Have a paper document you’d like to save in OneNote so you can always find it wherever you are? Maybe you’d like to convert that paper document to a searchable PDF that you can also have read aloud to you in a text-to-speech app like Voice Dream. Office Lens can do both. An in-depth review of Office Lens will be coming in the future.

If you don’t want to mess around with another app like Office Lens, you can already take pictures of documents and save them in OneNote. OneNote will automatically run OCR on the document, which makes it searchable.

Audio and Video Recording

OneNote will record audio or video through your device’s microphone or camera and save it on a page in a notebook. Microsoft claims that you can type notes at the same time and sync those notes with the audio/video–a really handy tool for studying.

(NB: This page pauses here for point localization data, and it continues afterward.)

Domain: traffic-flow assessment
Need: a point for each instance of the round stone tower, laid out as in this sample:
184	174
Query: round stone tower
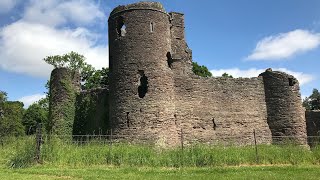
284	107
141	81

On my iPad, though, I can’t do anything else while audio is recording. It seems the syncing feature is only available on Windows devices.

Math

This is a tool I haven’t used, but OneNote allows you to enter and solve some pretty complicated Math problems.

Handwriting

If you are using a touch-screen, you can write in OneNote with a finger or stylus. This could come in handy when taking notes in a class and needing to draw a diagram. You can even convert your handwriting to text if you want it cleaned up and searchable. I haven’t used this tool much, as I don’t have a stylus and find finger-writing clumsy. It also appears that the Lasso Select tool is not available on my iPad version, meaning I had to move to my PC to convert to text. But here’s a quick demonstration. I wrote this on my iPad:

Handwriting in OneNoteAnd then OneNote converted it to text perfectly:

converted handwriting

Syncs Across Multiple Devices

You can install OneNote on your phone, tablet, and computer–or access it on the web–and your notes will sync in real time. Free apps are available for Windows, Mac, iOS, Android, Amazon, and Chromebook. This can be handy for taking notes in class on a tablet and then accessing them later while studying on a laptop.

Shareable

Do you have a big group project coming up? You can share a notebook with everyone in your group. Everyone’s notes will be stored there so all can access at any time.

Searchable

While I keep my notebooks organized by tabs, as seen in the images above, all of your notebooks are searchable. So instead of navigating to a particular notebook and then a tab to find find a page, you can simply type a keyword into the search bar. I use this most often by searching for an ingredient that I want to use in a meal. OneNote will spit back at me all of the recipes I saved that have that ingredient in it.

This can be especially useful for studying. If you want to find all of your notes that mention a particular term or concept, OneNote will find them for you. Maybe it will even show you pages from a different class that will help you make connections you would otherwise have missed.

Free?

OneNote is free to install on your devices. The data in your notebooks is stored in Microsoft’s cloud storage product, OneDrive. SUNY Cortland students have 50 GB of storage through OneDrive, a pretty good sized amount to get you through your college career. If you have a personal Microsoft account, you currently may access 15 GB of storage free. Microsoft recently announced, though, that they are cutting that back to 5 GB, after which you may pay $2 a month for up to 50 GB or $10 a month for 1 TB and Office 365.

That means that OneNote is essentially free for SUNY Cortland students and others who are light users. My personal storage is getting to the point that I may have to think about a subscription down the road–just what Microsoft wants!

Summary

Those are just a few of the features in OneNote that may be most useful. The Google will find you all kinds of more complicated things you can do with it as you grow comfortable with the basic features.